Two more of "Les Batailles de la Vie" (as, for some not too obvious[546] reason, it pleased M. Ohnet to super-title his novels) may perhaps suffice to give a basis for a more general judgment of his position. Le Docteur Rameau is, at least towards its close, one of the most ambitious, if not the most ambitious of all its author's books. The hero is one of those atheistic and republican physicians who are apt rather to embêter us by their frequency in French novels. He is thrown into the also familiar situation of ascertaining, after his wife's death, that she has been false, and that his daughter, of whom he is very fond, is probably or certainly not his own. At the end, however, things come right as usual. Rameau is converted from hating his daughter, which is well, and from being an atheist, which is better. But, unluckily, M. Ohnet devotes several pages, in his own peculiar style, to a rhetorical exhibition of the logic of these conclusions. It seems to come to this. There is no God and no soul, because freewill is sufficient to account for everything.

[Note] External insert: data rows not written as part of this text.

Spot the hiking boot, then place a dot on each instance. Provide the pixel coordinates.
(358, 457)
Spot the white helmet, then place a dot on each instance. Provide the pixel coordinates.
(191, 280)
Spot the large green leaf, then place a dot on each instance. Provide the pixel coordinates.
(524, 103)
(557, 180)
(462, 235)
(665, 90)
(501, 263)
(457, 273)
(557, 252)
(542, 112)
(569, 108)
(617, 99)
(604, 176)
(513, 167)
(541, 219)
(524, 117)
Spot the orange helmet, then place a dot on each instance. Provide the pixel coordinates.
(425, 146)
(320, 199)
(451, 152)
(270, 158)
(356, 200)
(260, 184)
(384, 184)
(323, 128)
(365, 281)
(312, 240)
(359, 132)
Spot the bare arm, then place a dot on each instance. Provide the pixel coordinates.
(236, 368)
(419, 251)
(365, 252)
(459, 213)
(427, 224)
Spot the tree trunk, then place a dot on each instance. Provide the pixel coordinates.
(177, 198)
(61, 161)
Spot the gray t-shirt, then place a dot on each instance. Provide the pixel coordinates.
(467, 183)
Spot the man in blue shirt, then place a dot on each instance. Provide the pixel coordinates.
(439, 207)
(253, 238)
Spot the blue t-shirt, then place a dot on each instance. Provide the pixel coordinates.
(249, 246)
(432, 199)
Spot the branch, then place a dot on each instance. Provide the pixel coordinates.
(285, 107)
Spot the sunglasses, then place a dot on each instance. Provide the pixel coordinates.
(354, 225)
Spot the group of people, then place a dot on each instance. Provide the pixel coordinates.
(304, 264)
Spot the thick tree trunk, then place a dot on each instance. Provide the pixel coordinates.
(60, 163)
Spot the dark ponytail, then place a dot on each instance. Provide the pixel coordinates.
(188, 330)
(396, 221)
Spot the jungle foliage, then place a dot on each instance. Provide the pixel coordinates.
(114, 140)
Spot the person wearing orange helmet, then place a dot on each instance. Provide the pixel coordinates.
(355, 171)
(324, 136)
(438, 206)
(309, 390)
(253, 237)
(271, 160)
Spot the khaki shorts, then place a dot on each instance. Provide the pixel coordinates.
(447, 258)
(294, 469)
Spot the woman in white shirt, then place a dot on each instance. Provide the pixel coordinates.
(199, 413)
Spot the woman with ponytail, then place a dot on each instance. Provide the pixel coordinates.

But M. le Docteur Rameau has willed, in the free-willingest manner, to hate his daughter, and finds he cannot. Therefore there is a God and a soul. A most satisfactory conclusion, but a most singular major premiss. Why should there be no God and no soul because there is (if there is) freewill?[547] But all is well that ends well: and how can you end better than by being heard to ejaculate, "Mon Dieu!" (quite seriously and piously, and not in the ordinary trivial way) by a scientific friend, at the church of Sainte-Clotilde, during your daughter's wedding?